25 Faces 25 Years: Elizabeth Lombardo
By Diane Ketler
Photo by Karl Krummenacher
June 8, 2017
“My life was forever changed by a man whose leg had been amputated,” says Elizabeth Lombardo, PhD, a clinical psychologist and national media consultant, recalling a former patient at the Baltimore Veterans Association Medical Center. At the time of their meeting, Lombardo had just graduated from Duke University with her master’s in physical therapy.
“I knew if I could get him up on the parallel bars, he’d be able to walk,” she says, “and I could teach him how to transfer in and out of his wheelchair.”
But the veteran didn’t share her optimism. After losing his leg to complications from diabetes, he was angry, frustrated, depressed.
“Someone literally cut this man’s leg off,” Lombardo says. “He needed to talk about it. He needed to process the loss, but I didn’t have any of those skills [to help him].”
She considers that day a sign of her true purpose in life. Soon after, she applied to doctoral programs in clinical psychology and chose Drexel’s program (formerly part of Hahnemann University) because of its location and because of Arthur Nezu, PhD, one of the program’s directors, with whom she interviewed.
“Art is incredible,” she says, “I really liked his skills-oriented approach to helping clients. I knew I had to work with him.”
The mentorship she received from Nezu and his wife, fellow Drexel psychology professor Christine Maguth Nezu, PhD, was invaluable in her training.
Lombardo remembers she and her classmates trying to outwit the two professors, proposing complicated scenarios, posing as the most difficult clients, but the Nezus would always have an answer.
“They’re unbelievable clinicians and researchers,” Lombardo says, “I feel so fortunate to have worked with mentors who were so strong in both of those areas, because that doesn’t always happen.”
The majority of Lombardo’s research and clinical hours were spent with cancer patients at the Bone Marrow Transplant Unit of Hahnemann Hospital. Many of the patients were terminally ill, and one still sticks out vividly in her mind: a father in his 40s diagnosed with stage 4 pancreatic cancer.
Given just two months to live, the man was estranged from his adult children and riddled with guilt about the father he had been to them. Through their work together, Lombardo, then 28, was able to help the man find forgiveness and reunite with one of his two children.

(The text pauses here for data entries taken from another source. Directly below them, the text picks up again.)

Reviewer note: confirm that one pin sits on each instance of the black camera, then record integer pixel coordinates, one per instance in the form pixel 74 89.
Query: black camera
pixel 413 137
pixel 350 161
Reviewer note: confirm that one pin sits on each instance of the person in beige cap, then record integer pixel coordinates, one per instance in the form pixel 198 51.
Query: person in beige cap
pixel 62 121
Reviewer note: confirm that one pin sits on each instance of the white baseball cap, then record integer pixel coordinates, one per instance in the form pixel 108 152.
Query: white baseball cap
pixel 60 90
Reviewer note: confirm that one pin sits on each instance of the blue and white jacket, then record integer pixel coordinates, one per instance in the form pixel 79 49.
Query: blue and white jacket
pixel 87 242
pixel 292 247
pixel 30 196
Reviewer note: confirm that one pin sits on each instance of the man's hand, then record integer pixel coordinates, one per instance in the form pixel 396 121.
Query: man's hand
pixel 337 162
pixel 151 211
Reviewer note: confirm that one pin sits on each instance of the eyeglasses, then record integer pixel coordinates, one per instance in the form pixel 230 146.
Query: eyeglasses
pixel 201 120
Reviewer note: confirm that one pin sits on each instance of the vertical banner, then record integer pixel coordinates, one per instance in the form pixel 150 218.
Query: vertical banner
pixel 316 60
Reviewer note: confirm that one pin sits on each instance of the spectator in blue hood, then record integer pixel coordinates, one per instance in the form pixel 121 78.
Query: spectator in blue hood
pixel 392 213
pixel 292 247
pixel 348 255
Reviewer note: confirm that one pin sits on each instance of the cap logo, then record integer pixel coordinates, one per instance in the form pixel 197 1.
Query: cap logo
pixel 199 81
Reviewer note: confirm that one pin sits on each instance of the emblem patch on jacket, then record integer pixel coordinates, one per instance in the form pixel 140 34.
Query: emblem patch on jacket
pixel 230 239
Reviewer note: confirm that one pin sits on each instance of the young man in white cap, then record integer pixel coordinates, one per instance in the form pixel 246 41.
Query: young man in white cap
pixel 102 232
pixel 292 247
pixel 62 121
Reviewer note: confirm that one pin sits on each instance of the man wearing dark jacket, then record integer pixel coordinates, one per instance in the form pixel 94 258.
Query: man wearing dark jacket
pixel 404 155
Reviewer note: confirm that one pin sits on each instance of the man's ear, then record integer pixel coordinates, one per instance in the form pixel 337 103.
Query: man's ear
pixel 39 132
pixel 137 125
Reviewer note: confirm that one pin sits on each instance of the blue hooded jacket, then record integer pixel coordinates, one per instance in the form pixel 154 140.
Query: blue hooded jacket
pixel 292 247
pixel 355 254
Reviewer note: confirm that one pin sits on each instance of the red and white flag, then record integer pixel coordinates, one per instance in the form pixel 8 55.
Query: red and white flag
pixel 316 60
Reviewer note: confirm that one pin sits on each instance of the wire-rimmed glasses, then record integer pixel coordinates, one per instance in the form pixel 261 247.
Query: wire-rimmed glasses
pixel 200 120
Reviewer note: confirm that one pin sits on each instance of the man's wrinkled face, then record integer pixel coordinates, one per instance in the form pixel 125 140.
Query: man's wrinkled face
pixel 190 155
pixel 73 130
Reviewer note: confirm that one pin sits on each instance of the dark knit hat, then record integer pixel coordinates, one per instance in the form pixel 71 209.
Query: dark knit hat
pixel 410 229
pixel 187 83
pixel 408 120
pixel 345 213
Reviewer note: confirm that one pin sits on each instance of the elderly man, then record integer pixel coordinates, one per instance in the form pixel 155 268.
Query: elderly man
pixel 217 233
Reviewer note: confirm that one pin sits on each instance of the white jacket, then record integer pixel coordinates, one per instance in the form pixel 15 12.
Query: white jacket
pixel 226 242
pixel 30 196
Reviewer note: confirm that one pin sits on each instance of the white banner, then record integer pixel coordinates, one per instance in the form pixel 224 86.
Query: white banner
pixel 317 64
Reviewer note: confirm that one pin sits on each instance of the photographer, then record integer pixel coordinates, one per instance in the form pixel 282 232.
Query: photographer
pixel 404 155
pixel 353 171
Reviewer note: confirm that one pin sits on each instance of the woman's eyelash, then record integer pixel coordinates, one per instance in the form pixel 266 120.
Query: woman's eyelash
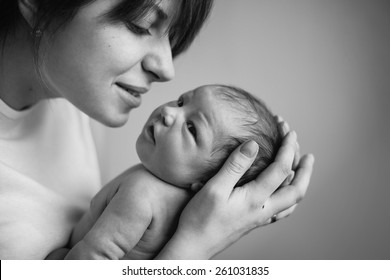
pixel 191 128
pixel 180 102
pixel 137 29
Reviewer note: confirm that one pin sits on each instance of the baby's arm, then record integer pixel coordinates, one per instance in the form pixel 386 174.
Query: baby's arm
pixel 104 232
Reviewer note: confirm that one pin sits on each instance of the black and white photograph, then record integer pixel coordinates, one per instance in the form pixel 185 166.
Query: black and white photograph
pixel 194 130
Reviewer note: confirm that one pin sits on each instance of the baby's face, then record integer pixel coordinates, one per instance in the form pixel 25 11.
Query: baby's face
pixel 178 138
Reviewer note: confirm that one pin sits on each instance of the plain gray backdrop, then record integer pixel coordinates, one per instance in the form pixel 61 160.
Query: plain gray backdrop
pixel 324 65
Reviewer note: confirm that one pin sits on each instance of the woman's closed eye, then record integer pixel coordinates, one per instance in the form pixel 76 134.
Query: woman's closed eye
pixel 139 30
pixel 180 101
pixel 191 128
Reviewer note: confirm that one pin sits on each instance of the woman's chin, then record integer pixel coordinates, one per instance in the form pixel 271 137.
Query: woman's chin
pixel 117 121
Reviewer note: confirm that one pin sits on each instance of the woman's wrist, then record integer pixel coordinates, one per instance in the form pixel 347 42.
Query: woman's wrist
pixel 183 246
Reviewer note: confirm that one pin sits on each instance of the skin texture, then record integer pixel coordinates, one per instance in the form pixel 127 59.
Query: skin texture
pixel 94 57
pixel 184 135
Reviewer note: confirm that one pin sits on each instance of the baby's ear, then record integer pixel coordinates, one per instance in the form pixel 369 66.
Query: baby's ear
pixel 28 10
pixel 195 187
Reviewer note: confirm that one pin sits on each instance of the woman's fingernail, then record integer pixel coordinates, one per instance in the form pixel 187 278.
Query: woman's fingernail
pixel 290 177
pixel 249 149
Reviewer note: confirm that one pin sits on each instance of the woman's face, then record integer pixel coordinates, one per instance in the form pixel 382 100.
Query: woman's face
pixel 102 67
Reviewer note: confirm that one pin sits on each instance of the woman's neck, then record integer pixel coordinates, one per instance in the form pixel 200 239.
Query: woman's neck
pixel 20 85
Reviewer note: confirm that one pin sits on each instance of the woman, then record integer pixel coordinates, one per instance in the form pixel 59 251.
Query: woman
pixel 100 56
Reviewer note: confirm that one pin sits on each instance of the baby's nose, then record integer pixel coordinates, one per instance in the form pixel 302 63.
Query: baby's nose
pixel 167 120
pixel 167 116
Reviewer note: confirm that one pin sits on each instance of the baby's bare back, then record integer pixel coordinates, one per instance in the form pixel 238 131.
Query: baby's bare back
pixel 134 216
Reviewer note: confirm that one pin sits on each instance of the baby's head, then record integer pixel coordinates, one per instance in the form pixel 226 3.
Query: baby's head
pixel 185 142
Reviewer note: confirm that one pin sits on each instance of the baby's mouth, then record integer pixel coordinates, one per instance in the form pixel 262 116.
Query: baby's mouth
pixel 150 131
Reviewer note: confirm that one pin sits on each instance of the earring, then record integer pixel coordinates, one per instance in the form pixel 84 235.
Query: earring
pixel 37 33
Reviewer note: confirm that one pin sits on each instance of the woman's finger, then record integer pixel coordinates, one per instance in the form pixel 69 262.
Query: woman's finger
pixel 235 166
pixel 282 214
pixel 290 195
pixel 274 175
pixel 297 156
pixel 283 129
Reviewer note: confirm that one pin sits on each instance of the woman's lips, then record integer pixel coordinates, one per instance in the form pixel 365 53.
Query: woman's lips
pixel 131 95
pixel 150 133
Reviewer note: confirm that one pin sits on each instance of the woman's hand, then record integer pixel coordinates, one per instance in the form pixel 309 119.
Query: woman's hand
pixel 219 214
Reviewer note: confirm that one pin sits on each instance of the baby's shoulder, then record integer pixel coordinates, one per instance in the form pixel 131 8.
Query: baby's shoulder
pixel 140 182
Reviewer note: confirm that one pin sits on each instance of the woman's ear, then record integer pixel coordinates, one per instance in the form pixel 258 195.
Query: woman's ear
pixel 195 187
pixel 28 9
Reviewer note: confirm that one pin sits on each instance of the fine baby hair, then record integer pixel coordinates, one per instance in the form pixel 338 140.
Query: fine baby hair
pixel 258 123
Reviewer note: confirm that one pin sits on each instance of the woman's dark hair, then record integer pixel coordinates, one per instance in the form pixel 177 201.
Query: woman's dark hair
pixel 258 124
pixel 190 16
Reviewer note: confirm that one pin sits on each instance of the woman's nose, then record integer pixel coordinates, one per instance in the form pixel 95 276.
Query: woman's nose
pixel 168 115
pixel 158 61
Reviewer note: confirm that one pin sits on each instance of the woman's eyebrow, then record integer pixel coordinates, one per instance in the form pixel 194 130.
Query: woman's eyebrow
pixel 161 14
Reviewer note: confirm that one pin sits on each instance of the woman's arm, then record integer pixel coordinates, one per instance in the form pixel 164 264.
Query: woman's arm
pixel 219 214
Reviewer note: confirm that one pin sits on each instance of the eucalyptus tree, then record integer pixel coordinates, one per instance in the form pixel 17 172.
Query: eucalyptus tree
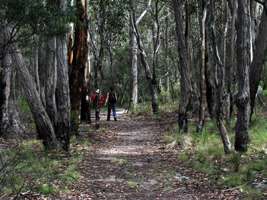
pixel 21 20
pixel 256 69
pixel 185 81
pixel 243 63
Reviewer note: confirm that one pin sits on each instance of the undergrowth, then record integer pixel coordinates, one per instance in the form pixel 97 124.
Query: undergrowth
pixel 204 152
pixel 29 168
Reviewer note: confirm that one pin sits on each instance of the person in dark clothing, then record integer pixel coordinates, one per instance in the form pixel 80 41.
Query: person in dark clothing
pixel 111 101
pixel 97 107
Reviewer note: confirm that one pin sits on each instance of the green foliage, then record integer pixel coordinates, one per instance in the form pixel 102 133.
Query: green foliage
pixel 23 105
pixel 32 168
pixel 234 170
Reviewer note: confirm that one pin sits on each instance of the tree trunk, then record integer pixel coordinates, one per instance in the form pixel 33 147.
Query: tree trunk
pixel 243 62
pixel 44 126
pixel 134 69
pixel 219 73
pixel 5 86
pixel 229 70
pixel 185 82
pixel 51 80
pixel 63 89
pixel 202 88
pixel 80 56
pixel 149 76
pixel 256 69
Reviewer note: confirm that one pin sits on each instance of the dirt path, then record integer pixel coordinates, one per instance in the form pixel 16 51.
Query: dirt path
pixel 129 160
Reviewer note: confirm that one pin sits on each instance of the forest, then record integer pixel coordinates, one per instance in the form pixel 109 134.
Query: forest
pixel 184 80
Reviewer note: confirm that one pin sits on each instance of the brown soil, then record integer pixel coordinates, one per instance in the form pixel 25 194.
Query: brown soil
pixel 129 160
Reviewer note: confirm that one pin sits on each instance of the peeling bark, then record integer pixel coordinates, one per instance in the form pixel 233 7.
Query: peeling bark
pixel 243 62
pixel 185 82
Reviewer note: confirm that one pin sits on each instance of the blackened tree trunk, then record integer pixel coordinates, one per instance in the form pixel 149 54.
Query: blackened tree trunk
pixel 44 126
pixel 134 63
pixel 63 90
pixel 80 56
pixel 185 82
pixel 202 88
pixel 219 74
pixel 230 68
pixel 10 124
pixel 149 75
pixel 243 62
pixel 51 79
pixel 256 69
pixel 5 86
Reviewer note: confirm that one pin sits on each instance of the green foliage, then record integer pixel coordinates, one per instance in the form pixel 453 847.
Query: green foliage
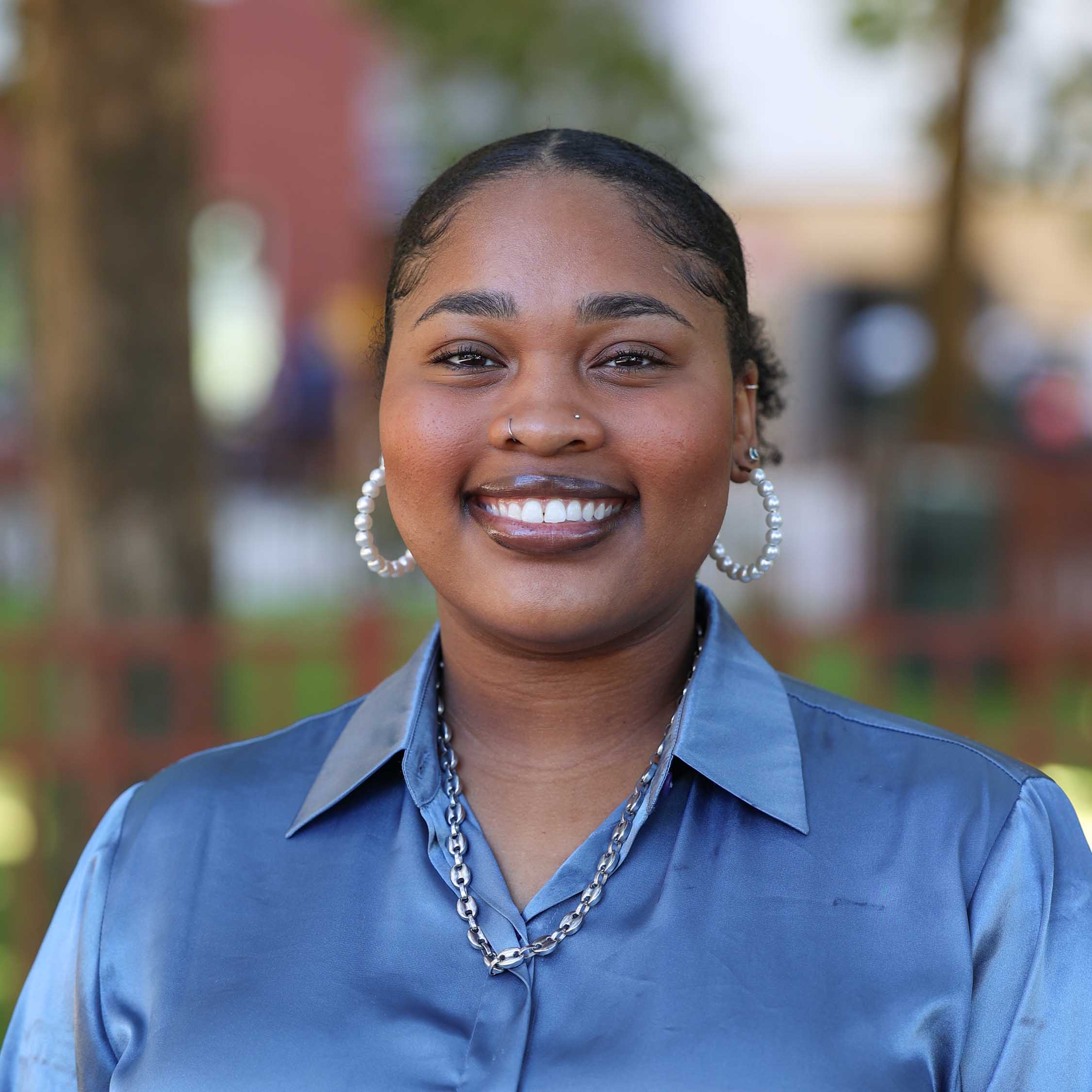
pixel 879 24
pixel 486 70
pixel 1066 148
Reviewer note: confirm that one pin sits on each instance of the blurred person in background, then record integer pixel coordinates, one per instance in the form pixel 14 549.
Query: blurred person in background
pixel 796 892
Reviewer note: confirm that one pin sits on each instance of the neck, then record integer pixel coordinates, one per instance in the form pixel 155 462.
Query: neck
pixel 549 744
pixel 563 718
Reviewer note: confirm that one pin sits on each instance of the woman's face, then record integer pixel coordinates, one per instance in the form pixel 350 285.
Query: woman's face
pixel 546 306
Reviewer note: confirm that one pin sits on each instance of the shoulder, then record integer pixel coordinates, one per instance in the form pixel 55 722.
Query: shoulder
pixel 820 714
pixel 258 782
pixel 905 780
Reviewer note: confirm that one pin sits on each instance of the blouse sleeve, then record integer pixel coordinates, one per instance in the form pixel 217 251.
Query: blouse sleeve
pixel 1031 935
pixel 57 1041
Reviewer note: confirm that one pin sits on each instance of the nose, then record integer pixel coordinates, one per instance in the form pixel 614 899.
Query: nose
pixel 546 430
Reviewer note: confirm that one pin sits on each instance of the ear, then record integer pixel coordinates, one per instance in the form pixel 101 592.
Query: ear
pixel 745 436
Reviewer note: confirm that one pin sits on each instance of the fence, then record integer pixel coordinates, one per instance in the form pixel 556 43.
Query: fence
pixel 83 714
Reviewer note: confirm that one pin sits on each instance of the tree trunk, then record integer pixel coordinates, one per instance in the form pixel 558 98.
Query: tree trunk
pixel 111 124
pixel 945 410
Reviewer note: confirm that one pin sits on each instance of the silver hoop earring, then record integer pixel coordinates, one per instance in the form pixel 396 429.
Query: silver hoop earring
pixel 745 574
pixel 379 565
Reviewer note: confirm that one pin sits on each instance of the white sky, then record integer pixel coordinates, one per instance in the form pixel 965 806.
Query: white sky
pixel 801 111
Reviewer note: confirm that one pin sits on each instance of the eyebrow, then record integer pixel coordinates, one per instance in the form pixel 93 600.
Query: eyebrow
pixel 483 305
pixel 597 308
pixel 624 306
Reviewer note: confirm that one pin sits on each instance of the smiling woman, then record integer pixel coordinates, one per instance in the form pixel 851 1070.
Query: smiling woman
pixel 781 888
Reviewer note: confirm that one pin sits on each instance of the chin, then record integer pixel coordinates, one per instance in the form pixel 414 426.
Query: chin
pixel 552 612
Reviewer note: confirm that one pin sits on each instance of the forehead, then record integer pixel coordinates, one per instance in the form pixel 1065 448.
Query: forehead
pixel 551 238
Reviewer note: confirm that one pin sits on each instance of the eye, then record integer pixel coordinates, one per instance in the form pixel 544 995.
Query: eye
pixel 465 359
pixel 635 361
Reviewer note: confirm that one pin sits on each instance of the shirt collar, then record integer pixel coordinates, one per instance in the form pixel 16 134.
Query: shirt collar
pixel 736 728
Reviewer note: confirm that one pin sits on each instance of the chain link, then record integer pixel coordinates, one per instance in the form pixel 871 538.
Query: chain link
pixel 507 959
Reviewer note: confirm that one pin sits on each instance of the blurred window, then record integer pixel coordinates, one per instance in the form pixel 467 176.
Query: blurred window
pixel 236 314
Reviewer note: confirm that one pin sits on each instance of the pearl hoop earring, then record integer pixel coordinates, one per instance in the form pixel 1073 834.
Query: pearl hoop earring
pixel 379 565
pixel 745 574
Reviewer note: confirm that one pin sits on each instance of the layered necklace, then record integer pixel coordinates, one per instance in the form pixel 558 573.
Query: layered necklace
pixel 458 846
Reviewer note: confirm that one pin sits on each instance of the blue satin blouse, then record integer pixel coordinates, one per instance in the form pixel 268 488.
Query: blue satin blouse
pixel 815 897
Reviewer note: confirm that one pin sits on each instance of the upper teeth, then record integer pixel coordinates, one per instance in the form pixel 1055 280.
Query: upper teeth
pixel 552 509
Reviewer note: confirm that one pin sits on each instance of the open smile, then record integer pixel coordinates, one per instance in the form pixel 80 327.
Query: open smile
pixel 546 513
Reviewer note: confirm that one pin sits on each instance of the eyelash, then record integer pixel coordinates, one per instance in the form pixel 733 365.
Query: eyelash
pixel 449 359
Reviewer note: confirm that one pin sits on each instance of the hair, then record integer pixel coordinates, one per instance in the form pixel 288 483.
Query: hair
pixel 667 203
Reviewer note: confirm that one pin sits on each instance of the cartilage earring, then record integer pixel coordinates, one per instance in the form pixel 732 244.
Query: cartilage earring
pixel 379 565
pixel 747 573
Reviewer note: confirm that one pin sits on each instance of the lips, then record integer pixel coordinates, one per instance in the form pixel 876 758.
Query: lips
pixel 545 513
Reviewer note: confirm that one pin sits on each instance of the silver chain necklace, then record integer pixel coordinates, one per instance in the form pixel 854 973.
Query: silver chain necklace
pixel 509 958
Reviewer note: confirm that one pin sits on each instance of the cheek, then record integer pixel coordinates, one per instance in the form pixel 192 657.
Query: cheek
pixel 685 453
pixel 426 448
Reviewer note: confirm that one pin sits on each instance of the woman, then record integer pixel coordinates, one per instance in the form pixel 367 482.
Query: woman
pixel 800 893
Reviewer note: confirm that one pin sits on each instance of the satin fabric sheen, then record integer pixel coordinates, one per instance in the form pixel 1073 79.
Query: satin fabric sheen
pixel 816 897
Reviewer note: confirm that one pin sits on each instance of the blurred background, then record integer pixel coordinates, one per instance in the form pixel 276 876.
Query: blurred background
pixel 197 206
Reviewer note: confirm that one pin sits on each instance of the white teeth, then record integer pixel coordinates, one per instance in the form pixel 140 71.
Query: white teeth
pixel 552 510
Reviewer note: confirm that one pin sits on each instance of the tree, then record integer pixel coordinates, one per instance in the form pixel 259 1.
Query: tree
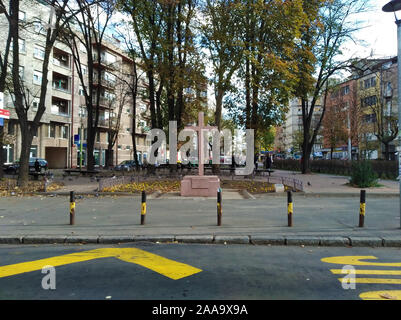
pixel 335 127
pixel 88 30
pixel 269 37
pixel 330 26
pixel 377 106
pixel 57 19
pixel 221 37
pixel 4 57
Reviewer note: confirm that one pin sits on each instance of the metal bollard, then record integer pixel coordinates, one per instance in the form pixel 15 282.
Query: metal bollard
pixel 219 208
pixel 290 208
pixel 72 208
pixel 362 209
pixel 143 208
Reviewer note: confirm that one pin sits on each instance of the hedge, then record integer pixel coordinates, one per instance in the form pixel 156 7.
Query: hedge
pixel 384 169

“Helping him get to a place of peace before he passed, getting to be a part of such an intimate, meaningful experience and getting to teach him skills — that will always stay with me. That’s what I view as the role of a psychologist: to help people learn new skills and how to interact with the world differently,” she says.
When she graduated from Drexel, she poured purpose and passion — words she lives by — into everything she did, first in her private practice, then as a bestselling author, wife, mother, and ultimately, as a media consultant appearing on countless programs including “The Dr. Oz Show,” “The Today Show” and the “Steve Harvey Show.”
Years earlier, though, Lombardo never would have predicted a career in the national spotlight.
“When I got married, I didn’t even want to have a videographer at the wedding because I was so uncomfortable in front of a camera,” Lombardo says. “But when I wrote my first book, the stats were pretty poor. I wanted more than just my mother and my husband to buy the book.”
So she created a national platform for herself, getting the word out through speaking and media engagements. Lombardo made her first national TV appearance on “The Montel Williams Show” as one of three doctors speaking on the emotional aspects of pain.
Since then, her reputation and media reel has grown exponentially. She’s appeared as a guest expert discussing everything from “happiness hangovers” with “Fox & Friends,” to stress management on “The Today Show.” But despite speaking in front of millions on a regular basis, she remains humble and focused.
“I made a big shift in my ability to be effective in the media when I went from focusing on ‘Don’t mess up, don’t mess up,’ to ‘What’s my purpose and passion?’” she says. “My purpose and passion are to teach at least one nugget of advice that at least one person can hear and apply to their lives.”
Of all the people she’s met in green rooms over the years, it’s not the celebrities who leave a lasting impression.
“I remember this one young man who was 17 or 18 and had just won ‘Jeopardy,’ and he was so nervous. We had this really fun conversation about his life and what he wanted to do after ‘Jeopardy,’ because he was just graduating from high school and going into college,” she says. “It’s those kinds of real people who I find most interesting.”
Lombardo has worked with individuals from all walks of life — household names like Shaquille O’Neal, CEOs, mothers, the terminally ill — but her role with each client remains the same.
“I help people develop a sense of resiliency and perseverance. That’s what I get to do. I get to teach people skills so they can flourish, so that they can fulfill whoever they’re supposed to be. I don’t know what’s more incredible than that.”